I’ve been trying to learn as much as I can about the history of racism in the US. Being an Aussie who went to a very conservative Christian school, it’s not a topic I learned about, and I’m realising that was possibly intentional.
This book examines written communications between church attendees and ministers in Baptist and Methodist churches during desegregation in the 1950s and 1960s. The ministers were largely supportive of desegregation, and the attendees were largely against it.
I was shocked to learn just how much southern Christians used Bible verses in the early days of integration to defend their stance in keeping Black and white churches separate. I’ve heard people using Bible verses in the same way and was never sure where that came from. Now I know.
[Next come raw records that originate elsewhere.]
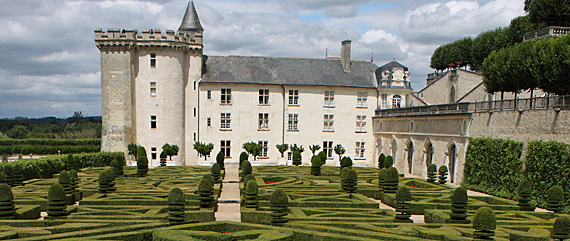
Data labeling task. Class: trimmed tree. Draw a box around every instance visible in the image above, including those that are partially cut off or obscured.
[517,179,536,211]
[384,167,400,193]
[216,151,226,170]
[245,180,259,208]
[293,151,302,166]
[47,183,67,217]
[426,164,437,182]
[438,165,448,184]
[546,185,564,213]
[269,189,289,226]
[0,183,16,217]
[167,187,186,225]
[449,187,469,220]
[394,187,413,223]
[473,207,497,239]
The author also discusses how these Christians pivoted from heavy use of Bible verses to the idea of colour-blindness: not acknowledging their complicity in racism and avoiding the conversation altogether in order to stay comfortable and never accountable. The racism was passed down multiple generations in First Baptist Church Columbia, South Carolina, with slightly different versions.
As it became less socially acceptable to be overtly racist, church members changed their approach publicly, but still held the same beliefs: that white and black Christians should remain separate in all aspects of their lives because they believed that was God’s will.
What struck me most about this is the commonalities with present-day churches and how they often approach LGBTQ+ Christians: using out-of-context Bible verses to justify exclusion. The cruelty in the context of racism would be obvious to most Australian Christians now, but there still remains an underlying belief in the need for conformity and sameness, something I believe we need to be working to change.
This is an important book, and I think it shows firstly how racism is definitely something the western white church has a problem with (and has for several generations), and secondly how it morphs in ways that become more socially tolerated. Ignoring the issues and not acknowledging the part we’ve played doesn’t make it go away.